I bailed out of math around calculus, and these videos helped me at least appreciate what I was missing.
I think a bit of disillusionment with mathematics is healthy, but it's misguided to call this kind of thing "a fundamental flaw in mathematics".
For one thing, in my experience, working on real life problems involves a whole lot more "memorizing problems" than working on mathematics.
And thank goodness for that! When I drive over a bridge or install an app, I really don't want to hear that whoever made it has an aversion to memorizing problems and solutions. Solving a real world problem is usually boring. Making a real life thing well is usually about correctly putting together many pieces that some other people have put together, in a way that's roughly similar to how somebody else has already put a lot of those pieces together before. Most of the work is well-trodden and uncreative.
I think part of the reason mathematics feels like it's about "memorizing problems" is that getting something deeper than that out of it is a habit/skill. A very important aspect of the vague notion of "mathematical maturity" is a habit of looking at a solution to a problem with the mindset of "how could I have come up with this?". That is, unpacking a problem and solution into some deeper understanding or way of thinking that led to it. As opposed to filing the problem and solution away "as is" into some toolbox to be referenced later. A lot of "gotcha!" solutions to mathematical problems are unsatisfying precisely for this reason.
In a lot of cases once you've read a problem and read a solution to that problem, and understood the solution, you've done about 10% of the work. The remaining 90% is this difficult work of unpacking and repacking lessons from that solution into something that actually deepens your understanding of what the problem is about. Sometimes reading the solution is actually doing negative work.
In other words, if you look at this problem and look at this solution and think "neat, but I don't get anything out of it beyond 'neat'", that's normal and fine, and probably correct. But that doesn't mean there isn't anything in it beyond 'neat', and a big part of learning mathematics well is to dig deeper than that even when the problem and solution don't force you to. Whether that digging is worth it is up to you. (It's often kind of a crapshoot in terms of payoff.)
But that's a more complicated situation than "this shows a fundamental flaw in mathematics".

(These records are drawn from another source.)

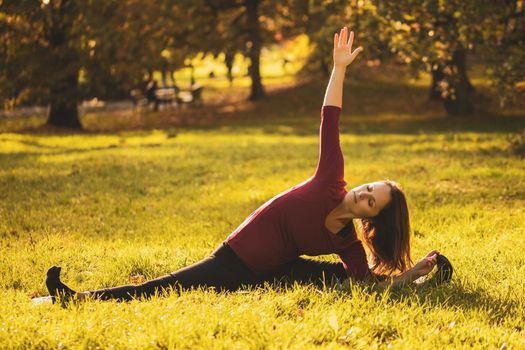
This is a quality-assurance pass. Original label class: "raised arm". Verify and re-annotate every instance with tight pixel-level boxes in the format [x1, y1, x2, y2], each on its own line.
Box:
[314, 27, 363, 182]
[323, 27, 363, 108]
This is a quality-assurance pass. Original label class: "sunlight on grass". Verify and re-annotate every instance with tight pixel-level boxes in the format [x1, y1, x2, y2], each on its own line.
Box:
[0, 113, 525, 349]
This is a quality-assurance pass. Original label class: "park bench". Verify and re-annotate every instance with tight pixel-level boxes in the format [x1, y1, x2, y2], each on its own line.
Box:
[130, 85, 204, 110]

Teachers/Professors always pretend that you can find it, eg. you get it as a homework. And it works that way, yes, kind of - as an excercise and for "relatively simple" challenges. But for tough problems it's a "memorization of the solution challenge" and not one where you lose too much time trying to figure them out. This particular one makes it pretty obvious as well: Even understanding the solution is a challenge.
Maybe you are a student, so let me give you some advice. The working out of the problems is not a meaningless task - understanding the problem solving methods and the underlying structure of the mathematics is important. You are right, engineers in the real world are not expected to do the calculus, they have charts and graphs and rules of thumb, many shortcuts to the "right answer". But the reason we train engineers the math is so they don't make a big mistake and kill somebody. Being able to work the shortcuts alone is not good enough, it's scary, because it means you don't really know what you're doing.